Nas suas atuações sociais e políticas, Margarida lutava pelos principais
instrumentos de resistência do trabalhador: a educação e a terra. Em 1980, na Fundação
da Sede Nacional do CENTRU em Recife/PB, ela esteve ao lado de Paulo Freire, Luís
Inácio Lula da Silva e de Betinho. Dentre os temas tratados nesse espaço, as mulheres, a
seca e o analfabetismo foram como “bandeiras” para a líder sindical, que alguns anos
depois seria assassinada pelos donos de terras da sua cidade. A militância irreverente de
Margarida perturbava a ordem vigente, mas também os valores arraigados na sociedade
patriarcal. Ser mulher, e mais ainda, ser mulher militante, era motivo de ameaças,
desrespeito e preocupação por parte dos homens.

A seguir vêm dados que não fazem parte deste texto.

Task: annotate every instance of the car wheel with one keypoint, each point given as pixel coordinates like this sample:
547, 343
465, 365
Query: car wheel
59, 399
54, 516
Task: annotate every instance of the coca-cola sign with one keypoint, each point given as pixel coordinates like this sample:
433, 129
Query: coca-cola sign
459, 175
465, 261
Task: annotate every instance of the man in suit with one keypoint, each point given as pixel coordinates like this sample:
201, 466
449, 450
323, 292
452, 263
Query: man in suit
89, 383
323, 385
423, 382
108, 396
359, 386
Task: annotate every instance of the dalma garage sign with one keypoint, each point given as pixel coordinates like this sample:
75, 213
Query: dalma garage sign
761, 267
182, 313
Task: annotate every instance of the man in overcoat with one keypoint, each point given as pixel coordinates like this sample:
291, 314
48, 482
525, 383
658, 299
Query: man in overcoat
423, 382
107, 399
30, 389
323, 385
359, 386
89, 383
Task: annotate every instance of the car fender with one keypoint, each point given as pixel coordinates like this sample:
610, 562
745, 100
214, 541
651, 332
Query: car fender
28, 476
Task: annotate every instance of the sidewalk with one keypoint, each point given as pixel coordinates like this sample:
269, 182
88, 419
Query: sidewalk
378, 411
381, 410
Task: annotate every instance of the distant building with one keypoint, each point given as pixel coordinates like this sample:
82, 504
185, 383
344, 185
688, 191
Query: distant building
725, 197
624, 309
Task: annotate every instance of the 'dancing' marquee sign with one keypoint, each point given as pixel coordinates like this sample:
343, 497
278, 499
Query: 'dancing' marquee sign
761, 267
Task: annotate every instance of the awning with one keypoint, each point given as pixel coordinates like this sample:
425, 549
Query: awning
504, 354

No quarto capítulo, intitulado Por que Lembrar das Flores?, Ana Paula analisa
outras mulheres e suas lutas na Paraíba, bem como as organizações as quais fizeram
parte. A referência da análise não deixou de ser Margarida, mas através do relato de
outras figuras, a autora pôde reconstituir o passado da camponesa, trazendo a tona
informações que reverberam o seu estudo. Nesse sentido, os nomes de Elizabeth
Teixeira e o de Maria da Penha (companheira política de Margarida Maria Alves) foram
mencionados pela autora como exemplos de lideranças importantes para os movimentos
campesinos da Paraíba. Contudo, essas mulheres não se tornaram importantes somente
pelas suas atitudes, mas pelos seus discursos que emanava com o caráter educativo pra
elas e pros que estivessem ao redor delas. A atuação dessas duas mulheres, portanto,
deslocava o sentido da educação da “esfera formal” para a esfera da experiência.

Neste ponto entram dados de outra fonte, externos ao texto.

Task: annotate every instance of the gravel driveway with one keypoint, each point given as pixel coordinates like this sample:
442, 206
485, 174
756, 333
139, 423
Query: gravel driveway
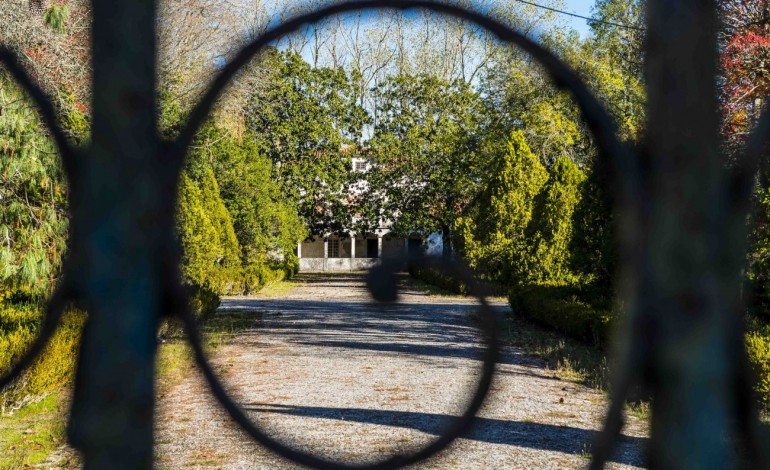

Para tanto, a autora se utiliza de outras vozes com o intuito de subsidiar o debate
sobre latifúndio/camponês e homem/mulher, que estão diretamente ligados as práticas
educativas das mulheres que aprenderam com Margarida, e depois de sua morte
continuaram atuando em prol de uma educação libertadora. Esse capítulo privilegia o
diálogo, que através das técnicas da História Oral, detecta duas mulheres (aparecem no
texto com nomes fictícios) que estava no Fórum Social Nordestino em 2004, onde Ana
Paula estava atuando com uma oficina. Essas figuras são entrevistadas com a finalidade
de apreender o contexto estudado na dissertação a partir da representação de Margarida
Maria Alves. Nesse momento, a autora assume o papel de facilitadora do diálogo com
as militantes, que conheceram a líder sindical e atuaram com ela em Alagoa Grande/PB.

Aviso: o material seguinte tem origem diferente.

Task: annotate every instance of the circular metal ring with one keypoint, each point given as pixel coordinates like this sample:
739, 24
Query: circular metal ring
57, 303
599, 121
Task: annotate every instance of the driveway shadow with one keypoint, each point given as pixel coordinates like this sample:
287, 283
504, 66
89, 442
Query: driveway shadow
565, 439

As entrevistadas frisaram o discurso de Margarida como uma segurança e um
sustentáculo para os camponeses, cuja confiança rendeu a ela a liderança do movimento
por muitos anos. As ameaças que recebeu nos últimos dias de vida são as respostas dos
latifundiários ao seu discurso encorajador e desafiante. As propostas dos homens do
poder à Margarida era o de deixar o discurso, abandonar ao seu posto e voltar ao “seu
papel original”: o de mulher submissa. Entretanto, como que prevendo a morte, ela se
fez eterna ao dizer era melhor morrer na luta do que morrer de fome.